Sudarat lays out blueprint for Pheu Thai's return
Pheu Thai Party heavyweight Khunying Sudarat Keyuraphan speaks her mind with Bangkok Post's Nattaya Chetchotiros about her determination to pull the party out of the mire of political conflict and her "blueprint" to steer the country forward.
Q: Are you worried about the movements of several former Pheu Thai MPs who met de facto party leader Thaksin Shinawatra to express their disapproval of you becoming the new party leader?
A: No worry at all. I have never been concerned as to whether Pheu Thai will look for a new leader. Actually, there is already the party leader -- Pol Lt Gen Viroj Pao-in -- and he is doing a good job. He has the respect of all of us. So, there is no need for change.
But, whenever the NCPO [National Council for Peace and Order] lifts the ban on political activities, and political parties are allowed to hold meetings, and if Pheu Thai wants to have a new leader, there will be no problem, either. The party has many capable and experienced personnel. Therefore, the issue of a party leader is not something to worry about at this moment.
We think of the party like it's our home. When our home is damaged and needs repairs, all family members should lend a hand to fix it. Under the current political circumstances, the laws decreed by the NCPO are meant to undermine political parties and politicians. Anyone who is pursuing a political career right now is in grave danger. It's not the time to think of self-interest, but it's about self-sacrifice.
Therefore, it would be best to give moral support to whoever is thoughtful enough to help fix the home. Pheu Thai is like a home which was devastated and left in ruins. So, I now see myself as an architect carrying a blueprint and thinking of how to rebuild a home that is both strong and beautiful, and presenting the blueprint to other family members. If they accept it, we will do the work for them. If they decline, so be it.
Our main focus has been on how the party will move forward, which is more important than who will be the candidates for party leadership ... the blueprint which will be presented to members when a party meeting is permitted [by the NCPO] is as follows:
1. Pheu Thai will try in every possible way to ease and end conflict and disharmony in the country. We will not let anyone blame us for being the cause of the conflict ... pointing a finger of blame at each other is useless. We need to tackle our own problems first, rather than wasting time making excuses. Anything that we did in the past which upset people must not be repeated. Anything that makes the people happy, just keep it up. Politicians must put the people's happiness first, and we must be the ones who douse the flames of the conflict. If you vote for Pheu Thai, the country must get peace.
2. There are many ways to manage conflict and Pheu Thai must no longer support a struggle that is outside the [parliamentary] system. We must believe in the parliamentary system ... so as to prevent the military from using any excuse to roll out the tanks. We've had more than 20 coups. If the coups had worked, the country would have been better off a long time ago.
3. Pheu Thai must help the country out of the mire of conflict through peaceful and democratic means.
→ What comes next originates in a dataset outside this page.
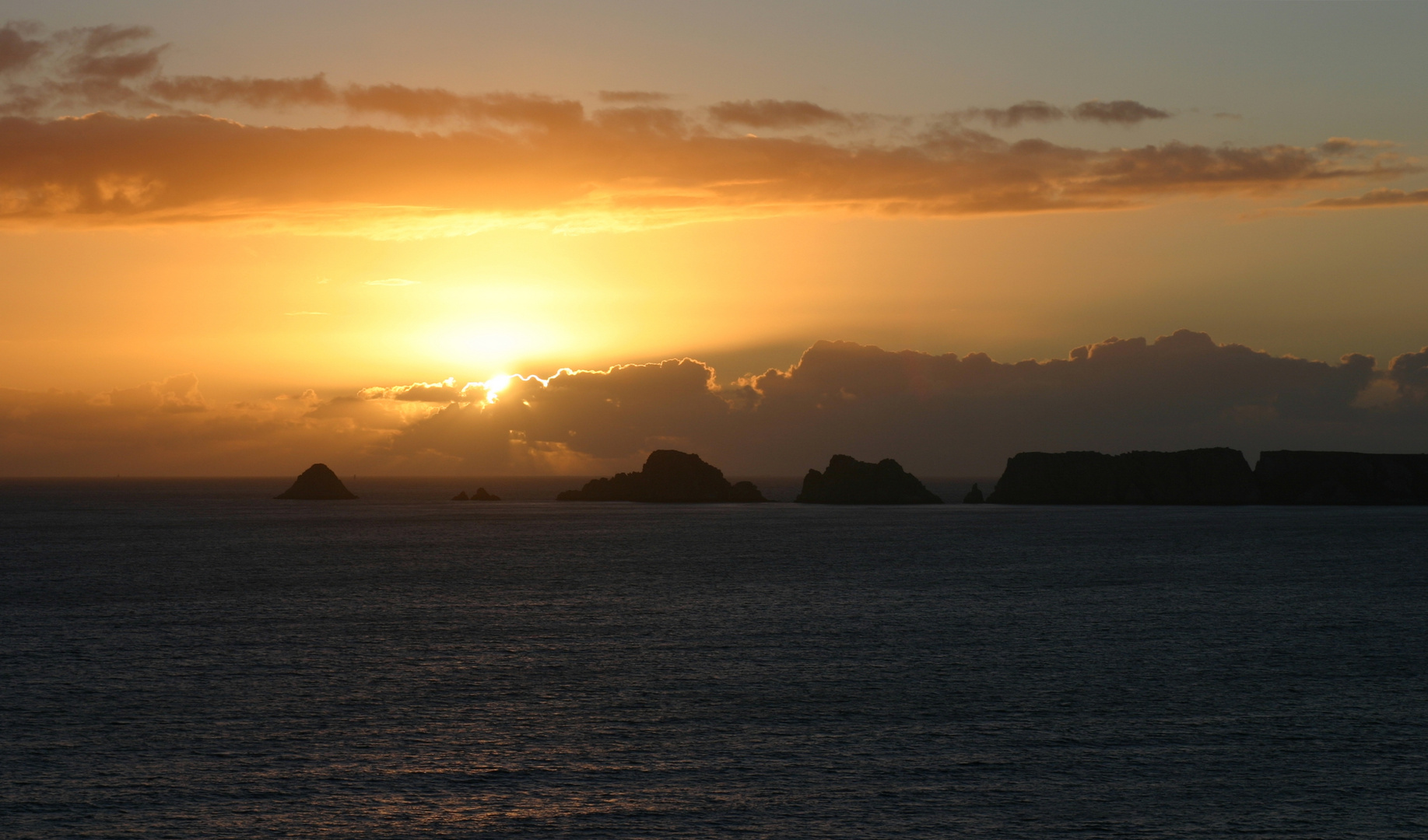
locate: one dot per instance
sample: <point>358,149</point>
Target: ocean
<point>195,660</point>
If others, such as the military, do not help, the people will pressure them.
4. Pheu Thai is a political institution. The party must strive to be a pillar of strength to help the people solve pressing problems. We must not abandon the party's ideology of working for the sake of the country, religion and the King.
5. The party must take a central role in tackling poverty, which is our strength. We must find ways to solve bread-and-butter issues to help people who are in trouble.
Q: Can you deal with factions inside the party which still oppose you?
A: I realise that I am alone and am just an average person in the organisation. But I give this organisation my all. If the party can adjust, reduce its own problems and work for the public good, this will also benefit me in the end. I am alone and there is not much I can do. My blueprint will be presented to all the party's stakeholders. If they decide against it, so be it, I think this is the best I can offer to this home.
I work for the party not because I want to be a candidate [for party leader]. It is still uncertain whether I will contest the election. It is easy to be put in jail under this constitution.
Q: After Thaksin [Shinawatra] told those former MPs to stop criticising you, do you think who will get the support of most party members when a new leader is to be chosen?
A: I don't know. I only think of presenting the blueprint. It is up to all in the party.
Q: Are you prepared to work with the military as they are unlikely to step down from power after the election?
A: This never crosses my mind. I come from different backgrounds from them. We were elected by the people. The people are our bosses. But they come to power by means of their weapons, their guns. These two systems cannot work together. I never thought of working with the military.
Right now, many political parties are prepared to work for or collaborate with the military because they think that they may attain power that way. Parties with ideologies must not work with the military to achieve power.
Q: Does this mean you shut the door on a chance of working with the military and you are ready to be in opposition? The poll-related laws are designed to prevent any parties from gaining a House majority to form a government.
A: We are a political party and are ready to be the opposition. I think political parties should join hands to push for the return of power to the people and ensure a smooth election.
Today, no democracy exists. It is like rule by a politburo which will govern the country for 20 more years under a constitution designed by them. Politicians must join hands rather than be exploited by the military.